By Carol Zimmermann
WASHINGTON (CNS) — After the Senate voted July 25 to proceed with the health care debate, Bishop Frank J. Dewane of Venice, Fla., urged senators of both parties to “work together to advance changes that serve the common good.”
The statement from Bishop Dewane, chairman of the U.S. Conference of Catholic Bishops’ Committee on Domestic Justice and Human Development, said the health care reform proposals currently under consideration would “harm millions of struggling Americans by leaving too many at risk of losing adequate health coverage and continue to exclude too many people, including immigrants.”
“We are grateful for the efforts to include protections for the unborn, however, any final bill must include full Hyde Amendment provisions and add much-needed conscience protections. The current proposals are simply unacceptable as written, and any attempts to repeal the ACA (Affordable Care Act) without a concurrent replacement is also unacceptable,” he said in a July 25 statement.
During the procedural vote on the Senate floor, 50 Republicans voted yes and two GOP senators – Susan Collins of Maine and Lisa Murkowski of Alaska – voted no, along with the Senate’s 48 Democrats. The tie-breaking vote was necessary from Vice President Mike Pence, as president of the Senate.
The vote to debate health care legislation took place after months of ongoing discussion and leaves Senate Republicans with a few options, including completely replacing the health care law, or voting for what has been described as a “skinny” repeal that would remove parts of the Affordable Care Act (ACA). They also could pass a measure that would repeal the current law without implementing a replacement.
As votes were being cast, all eyes were on Sen. John McCain, R-Arizona, who returned to the Senate floor just days after being diagnosed with brain cancer, and Sen. Ron Johnson, R-Wisconsin, who had not assured the Senate of his vote prior to the tally.
Just prior to the procedural vote, Republican Sen. Mitch McConnell of Kentucky, majority leader, urged fellow senators not to let this moment slip by.

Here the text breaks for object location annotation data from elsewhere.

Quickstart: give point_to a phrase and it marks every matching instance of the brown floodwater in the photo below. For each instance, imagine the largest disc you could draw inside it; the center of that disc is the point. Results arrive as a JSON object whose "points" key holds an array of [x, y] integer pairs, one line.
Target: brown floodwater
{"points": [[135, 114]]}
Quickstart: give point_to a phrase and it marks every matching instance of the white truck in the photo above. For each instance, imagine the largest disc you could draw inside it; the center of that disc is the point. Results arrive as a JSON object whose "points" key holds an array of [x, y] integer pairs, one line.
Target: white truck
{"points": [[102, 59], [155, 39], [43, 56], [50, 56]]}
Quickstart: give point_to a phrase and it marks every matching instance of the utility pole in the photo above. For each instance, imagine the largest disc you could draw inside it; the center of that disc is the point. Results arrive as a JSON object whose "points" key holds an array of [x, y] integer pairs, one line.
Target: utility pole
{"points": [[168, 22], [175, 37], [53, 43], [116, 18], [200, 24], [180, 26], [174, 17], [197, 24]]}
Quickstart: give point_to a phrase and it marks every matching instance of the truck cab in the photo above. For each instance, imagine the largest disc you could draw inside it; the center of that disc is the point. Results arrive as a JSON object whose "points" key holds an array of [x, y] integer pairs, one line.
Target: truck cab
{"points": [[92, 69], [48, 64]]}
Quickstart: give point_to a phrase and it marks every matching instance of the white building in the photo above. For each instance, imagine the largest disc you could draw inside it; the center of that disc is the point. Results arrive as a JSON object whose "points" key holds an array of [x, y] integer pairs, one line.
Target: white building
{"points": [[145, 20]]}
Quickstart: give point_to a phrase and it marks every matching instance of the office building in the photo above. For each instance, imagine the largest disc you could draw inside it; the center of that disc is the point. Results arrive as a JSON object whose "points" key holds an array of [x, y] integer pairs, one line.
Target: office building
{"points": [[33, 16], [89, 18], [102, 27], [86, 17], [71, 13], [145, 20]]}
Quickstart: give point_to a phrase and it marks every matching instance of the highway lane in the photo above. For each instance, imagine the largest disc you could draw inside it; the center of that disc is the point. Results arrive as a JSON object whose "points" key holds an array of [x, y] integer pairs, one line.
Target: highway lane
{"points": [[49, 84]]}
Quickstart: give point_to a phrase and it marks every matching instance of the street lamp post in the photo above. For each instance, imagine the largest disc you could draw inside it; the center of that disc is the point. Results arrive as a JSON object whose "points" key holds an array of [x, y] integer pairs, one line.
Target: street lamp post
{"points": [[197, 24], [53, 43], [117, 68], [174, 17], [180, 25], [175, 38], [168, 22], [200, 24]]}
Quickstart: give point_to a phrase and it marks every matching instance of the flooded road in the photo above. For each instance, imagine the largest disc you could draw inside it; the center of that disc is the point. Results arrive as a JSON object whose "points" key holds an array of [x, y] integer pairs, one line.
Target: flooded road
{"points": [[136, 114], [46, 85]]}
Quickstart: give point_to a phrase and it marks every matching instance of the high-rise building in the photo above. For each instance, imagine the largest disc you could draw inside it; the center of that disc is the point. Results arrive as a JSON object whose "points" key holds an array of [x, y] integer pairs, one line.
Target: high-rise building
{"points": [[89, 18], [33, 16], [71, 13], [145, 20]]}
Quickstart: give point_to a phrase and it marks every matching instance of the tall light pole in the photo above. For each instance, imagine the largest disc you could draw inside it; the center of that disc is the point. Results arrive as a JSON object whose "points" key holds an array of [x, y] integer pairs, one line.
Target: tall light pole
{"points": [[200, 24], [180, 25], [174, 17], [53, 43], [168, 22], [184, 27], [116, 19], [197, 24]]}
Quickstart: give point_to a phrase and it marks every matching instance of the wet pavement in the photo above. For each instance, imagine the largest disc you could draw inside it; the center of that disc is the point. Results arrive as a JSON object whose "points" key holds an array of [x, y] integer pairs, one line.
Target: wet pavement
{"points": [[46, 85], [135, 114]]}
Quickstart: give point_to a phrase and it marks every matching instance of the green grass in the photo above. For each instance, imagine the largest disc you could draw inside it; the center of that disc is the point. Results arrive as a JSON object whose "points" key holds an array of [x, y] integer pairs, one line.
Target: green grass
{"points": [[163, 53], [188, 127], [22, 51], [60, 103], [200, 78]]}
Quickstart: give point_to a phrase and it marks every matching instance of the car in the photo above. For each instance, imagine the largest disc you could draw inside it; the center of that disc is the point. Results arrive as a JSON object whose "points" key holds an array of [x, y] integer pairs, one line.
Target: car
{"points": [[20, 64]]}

“All we have to do today is to have the courage to begin the debate,” he added as protesters yelled in the background: “Kill the bill, don’t kill us.”
“Will we begin the debate on one of the most important issues confronting America today?” he asked before answering: “It is my hope that the answer will be yes.”
Democratic Sen. Charles Schumer of New York, minority leader, stressed that Democrats had been “locked out” of the recent health care debate and he warned that the Republican plan will “certainly mean drastic cuts” in Medicaid and would cause many to lose health care insurance.
McCain urged his colleagues to “trust each other” and “return to order” after casting his vote to move the debate forward.
In his July 25 statement, Bishop Dewane said, “There is much work to be done to remedy the ACA’s shortcomings” and he called on the Senate to make the necessary changes.
He also stressed that “current and impending barriers to access and affordability under the ACA must be removed, particularly for those most in need. Such changes can be made with narrower reforms that do not jeopardize the access to health care that millions currently receive,” he added.
Carolyn Mackenzie contributed to this report.